Evidence for or against efficacy of beta-blockers and aspirin for management of feline cardiomyopathies.

Feline myocardial diseases today are largely represented by disorders involving LV hypertrophy. They may be attended by arrhythmias, congestive heart failure, systemic hypertension, thromboembolic complications, and sudden death. These structural myocardial disorders and their hemodynamic and electrocardiographic derangements may cause or result in variable degrees of diastolic dysfunction. Propranolol and aspirin represent two agents commonly employed to treat feline cardiomyopathies for more than 15 years. Nevertheless, clinical data describing their effect on morbidity and mortality are lacking. It is likely that propranolol administered at moderate to high doses effects favorable responses in some cats with clinical signs attributable to severe hypertrophy, outflow obstruction, or tachyarrhythmias.

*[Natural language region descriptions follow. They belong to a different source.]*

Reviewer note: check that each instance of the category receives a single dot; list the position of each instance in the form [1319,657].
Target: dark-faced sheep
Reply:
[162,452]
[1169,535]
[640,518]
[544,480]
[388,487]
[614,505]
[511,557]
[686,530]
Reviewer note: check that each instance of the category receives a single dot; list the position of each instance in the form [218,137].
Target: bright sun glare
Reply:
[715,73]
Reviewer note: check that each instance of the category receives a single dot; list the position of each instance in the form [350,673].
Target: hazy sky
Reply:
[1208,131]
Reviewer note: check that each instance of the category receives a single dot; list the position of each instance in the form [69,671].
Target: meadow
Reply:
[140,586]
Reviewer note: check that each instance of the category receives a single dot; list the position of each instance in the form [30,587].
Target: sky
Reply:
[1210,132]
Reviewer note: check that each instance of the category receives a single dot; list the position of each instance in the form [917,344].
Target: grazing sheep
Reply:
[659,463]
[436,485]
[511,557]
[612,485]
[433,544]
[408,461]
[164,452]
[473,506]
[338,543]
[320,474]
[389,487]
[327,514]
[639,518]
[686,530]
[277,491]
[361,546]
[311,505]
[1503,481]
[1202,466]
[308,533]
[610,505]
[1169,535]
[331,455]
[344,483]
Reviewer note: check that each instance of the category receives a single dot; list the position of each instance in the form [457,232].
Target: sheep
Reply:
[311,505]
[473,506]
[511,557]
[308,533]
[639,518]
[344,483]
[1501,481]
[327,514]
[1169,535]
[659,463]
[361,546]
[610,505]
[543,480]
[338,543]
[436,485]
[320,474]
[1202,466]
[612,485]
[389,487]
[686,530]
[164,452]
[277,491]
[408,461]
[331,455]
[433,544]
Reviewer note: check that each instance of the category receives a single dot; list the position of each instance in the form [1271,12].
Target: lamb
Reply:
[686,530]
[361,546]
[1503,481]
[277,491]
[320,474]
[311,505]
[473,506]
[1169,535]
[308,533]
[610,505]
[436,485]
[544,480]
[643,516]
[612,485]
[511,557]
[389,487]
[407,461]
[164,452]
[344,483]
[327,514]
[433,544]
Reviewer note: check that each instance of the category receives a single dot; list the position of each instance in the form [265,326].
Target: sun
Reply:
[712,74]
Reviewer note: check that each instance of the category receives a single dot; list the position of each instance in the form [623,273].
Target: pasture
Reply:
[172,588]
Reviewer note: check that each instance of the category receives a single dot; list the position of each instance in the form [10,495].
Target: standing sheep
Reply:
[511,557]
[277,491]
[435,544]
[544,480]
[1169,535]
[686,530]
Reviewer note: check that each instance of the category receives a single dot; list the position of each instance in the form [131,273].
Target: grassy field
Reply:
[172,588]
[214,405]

It is unknown whether clinical improvements are due to direct myocardial effects or (more likely) secondary responses to a beta-adrenergic blockade reduction in heart rate or contractility. Personal experience also indicates that high numbers of cats have received the drug for many years in combination with other therapies (especially furosemide) and remain in a compensated state of heart failure without untoward drug effects. On the other hand, many cardiomyopathic cats experience heart failure, arrhythmias, and death despite treatment with beta-blocking agents. Feline thromboembolism is a devastating complication of cardiomyopathic disorders. Until or unless the primary cause(s) of current diseases is elucidated to promote disease reversal, factors responsible for thrombus formation will accompany the heart diseases, protected from effective management. It appears unlikely that aspirin as currently recommended produces any obvious benefit in treating or preventing thromboembolism. Modifications of therapeutic protocols prescribing these frequently used drugs await well-constructed clinical trials evaluating their efficacy with respect to cardiovascular morbidity and mortality.